In a surprise press conference held behind three podiums and one conveniently placed fog machine, Tim Walz and Jacob Frey unveiled what aides called an “innovative transparency initiative” designed to distract absolutely everyone from… well… everything.

The plan, sources whisper, is simple:

  1. Hire paid protesters.
  2. Aim them in vaguely different directions.
  3. Light a few metaphorical fires (and maybe a literal dumpster or two).
  4. While everyone argues on social media, quietly misplace inconvenient documents into the nearest industrial-grade paper shredder labeled “Recycling.”

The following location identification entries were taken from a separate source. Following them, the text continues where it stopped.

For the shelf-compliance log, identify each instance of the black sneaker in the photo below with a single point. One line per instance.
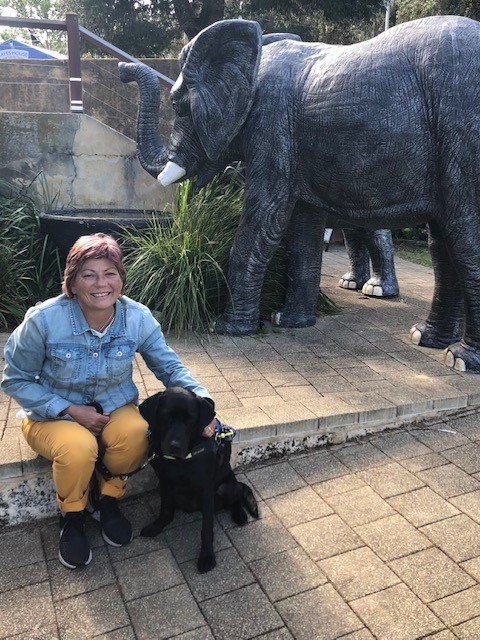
(116, 529)
(74, 548)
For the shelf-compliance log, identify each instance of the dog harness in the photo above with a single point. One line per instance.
(223, 434)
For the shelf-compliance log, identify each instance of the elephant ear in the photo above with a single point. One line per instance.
(220, 72)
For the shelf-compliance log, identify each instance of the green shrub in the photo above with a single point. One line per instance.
(29, 263)
(179, 270)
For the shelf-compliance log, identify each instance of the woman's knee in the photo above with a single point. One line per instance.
(80, 449)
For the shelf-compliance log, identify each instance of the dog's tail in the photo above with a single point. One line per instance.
(248, 500)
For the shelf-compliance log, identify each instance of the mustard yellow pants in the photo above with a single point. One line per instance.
(74, 451)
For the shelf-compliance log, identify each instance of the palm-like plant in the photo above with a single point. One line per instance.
(178, 267)
(29, 264)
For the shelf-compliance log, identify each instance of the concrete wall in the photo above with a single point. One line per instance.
(80, 162)
(42, 86)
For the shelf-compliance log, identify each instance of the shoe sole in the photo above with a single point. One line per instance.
(74, 566)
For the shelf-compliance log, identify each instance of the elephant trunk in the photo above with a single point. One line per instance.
(151, 151)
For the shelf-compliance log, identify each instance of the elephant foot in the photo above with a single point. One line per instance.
(283, 318)
(378, 288)
(223, 326)
(462, 357)
(426, 335)
(351, 281)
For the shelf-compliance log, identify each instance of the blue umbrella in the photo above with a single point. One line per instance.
(14, 49)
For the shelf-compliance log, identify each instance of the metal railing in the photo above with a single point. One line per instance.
(74, 32)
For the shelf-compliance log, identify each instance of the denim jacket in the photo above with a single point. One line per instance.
(53, 359)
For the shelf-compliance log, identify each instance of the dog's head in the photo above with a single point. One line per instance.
(176, 418)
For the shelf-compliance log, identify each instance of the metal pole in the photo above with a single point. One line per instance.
(74, 66)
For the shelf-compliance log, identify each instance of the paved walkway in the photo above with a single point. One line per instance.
(378, 537)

Officials insisted the protests are “100% organic”—grown locally, free-range, and sustainably funded through a mysterious budget line item called Community Engagement (Misc.).

“We are not paying anyone to riot,” said an unnamed spokesperson, carefully sliding a stack of prepaid debit cards back into a briefcase. “We’re merely supporting spontaneous outrage outcomes.”

Protesters on Demand™

Eyewitnesses report protesters arriving by rideshare in color-coded groups:

  • Red Team: Chant whatever is trending.
  • Blue Team: Counter-chant something confusing.
  • Green Team: Hold signs with spelling errors to make it feel authentic.

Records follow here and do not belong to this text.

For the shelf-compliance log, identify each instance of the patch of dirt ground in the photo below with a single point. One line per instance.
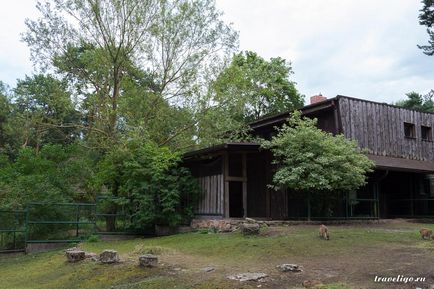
(356, 268)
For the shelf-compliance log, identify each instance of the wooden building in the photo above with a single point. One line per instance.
(235, 176)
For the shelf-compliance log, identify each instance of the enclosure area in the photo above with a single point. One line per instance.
(349, 260)
(48, 223)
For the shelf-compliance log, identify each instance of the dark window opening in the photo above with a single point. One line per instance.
(409, 130)
(426, 133)
(236, 208)
(235, 165)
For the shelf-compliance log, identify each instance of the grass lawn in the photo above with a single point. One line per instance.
(351, 259)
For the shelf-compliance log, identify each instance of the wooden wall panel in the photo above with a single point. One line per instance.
(212, 199)
(380, 129)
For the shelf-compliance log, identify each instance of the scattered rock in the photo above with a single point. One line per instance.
(250, 229)
(208, 269)
(248, 277)
(148, 260)
(311, 283)
(109, 257)
(90, 255)
(75, 255)
(250, 220)
(290, 268)
(72, 249)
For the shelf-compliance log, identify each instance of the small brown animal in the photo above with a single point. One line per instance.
(426, 233)
(324, 232)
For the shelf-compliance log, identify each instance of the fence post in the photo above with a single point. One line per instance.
(26, 228)
(77, 219)
(308, 206)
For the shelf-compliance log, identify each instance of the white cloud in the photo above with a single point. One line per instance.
(365, 49)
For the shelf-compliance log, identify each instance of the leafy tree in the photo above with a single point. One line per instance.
(316, 163)
(5, 109)
(55, 173)
(418, 101)
(426, 18)
(44, 112)
(149, 180)
(252, 87)
(100, 44)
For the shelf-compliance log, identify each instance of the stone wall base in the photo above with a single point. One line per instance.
(228, 225)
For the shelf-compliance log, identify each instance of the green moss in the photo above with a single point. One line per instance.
(49, 270)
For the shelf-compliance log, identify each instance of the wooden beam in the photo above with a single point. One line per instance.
(226, 182)
(244, 165)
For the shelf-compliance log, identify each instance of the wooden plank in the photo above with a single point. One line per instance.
(244, 168)
(226, 193)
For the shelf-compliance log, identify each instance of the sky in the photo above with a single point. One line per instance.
(365, 49)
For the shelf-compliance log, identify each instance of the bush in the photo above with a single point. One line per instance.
(93, 238)
(149, 181)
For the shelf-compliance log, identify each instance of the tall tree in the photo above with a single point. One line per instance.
(45, 112)
(257, 87)
(426, 18)
(98, 44)
(316, 163)
(5, 109)
(418, 101)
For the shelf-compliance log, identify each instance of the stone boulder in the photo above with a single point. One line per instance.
(248, 277)
(109, 257)
(311, 283)
(290, 268)
(75, 255)
(148, 260)
(250, 229)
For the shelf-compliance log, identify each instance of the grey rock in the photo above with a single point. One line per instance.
(90, 255)
(290, 268)
(148, 260)
(109, 257)
(208, 269)
(311, 283)
(250, 229)
(248, 277)
(75, 255)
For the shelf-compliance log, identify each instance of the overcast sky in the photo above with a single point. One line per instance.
(365, 49)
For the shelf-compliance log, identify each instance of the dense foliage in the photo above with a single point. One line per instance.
(312, 161)
(417, 101)
(148, 180)
(54, 174)
(257, 87)
(121, 89)
(426, 18)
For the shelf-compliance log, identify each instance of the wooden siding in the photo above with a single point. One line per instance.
(213, 192)
(380, 129)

One protester admitted, “I thought I was signing up for brand ambassadorship. Next thing I know, I’m yelling ‘Down with Something!’ and someone hands me a megaphone and a latte.”

The Evidence Bonfire

As crowds gathered downtown, City Hall staff were reportedly seen hosting what insiders called a “team-building exercise” involving bonfires, manila folders, and the phrase “Does anyone smell smoke, or is that accountability?”

An aide confirmed the event was not a cover-up. “It’s a closure ritual,” they explained. “Very healing. Very legal. Very normal.”

A Bold New Strategy

Political analysts are calling the move “chaotic neutral governance.” One expert noted, “If everyone is mad about everything all at once, no one notices anything specific. It’s like throwing glitter into a fan.”

Walz and Frey closed the briefing by urging calm, unity, and a reminder that any resemblance to corruption is purely coincidental and definitely the fault of misinformation, algorithms, or Wisconsin.

As of press time, Minneapolis officials announced a follow-up initiative titled “Peaceful Demonstrations (With Optional Sirens)”, scheduled conveniently for whenever the next records request is due.

This article is satire. Any resemblance to real events, policies, or bonfires of paperwork is purely coincidental… probably.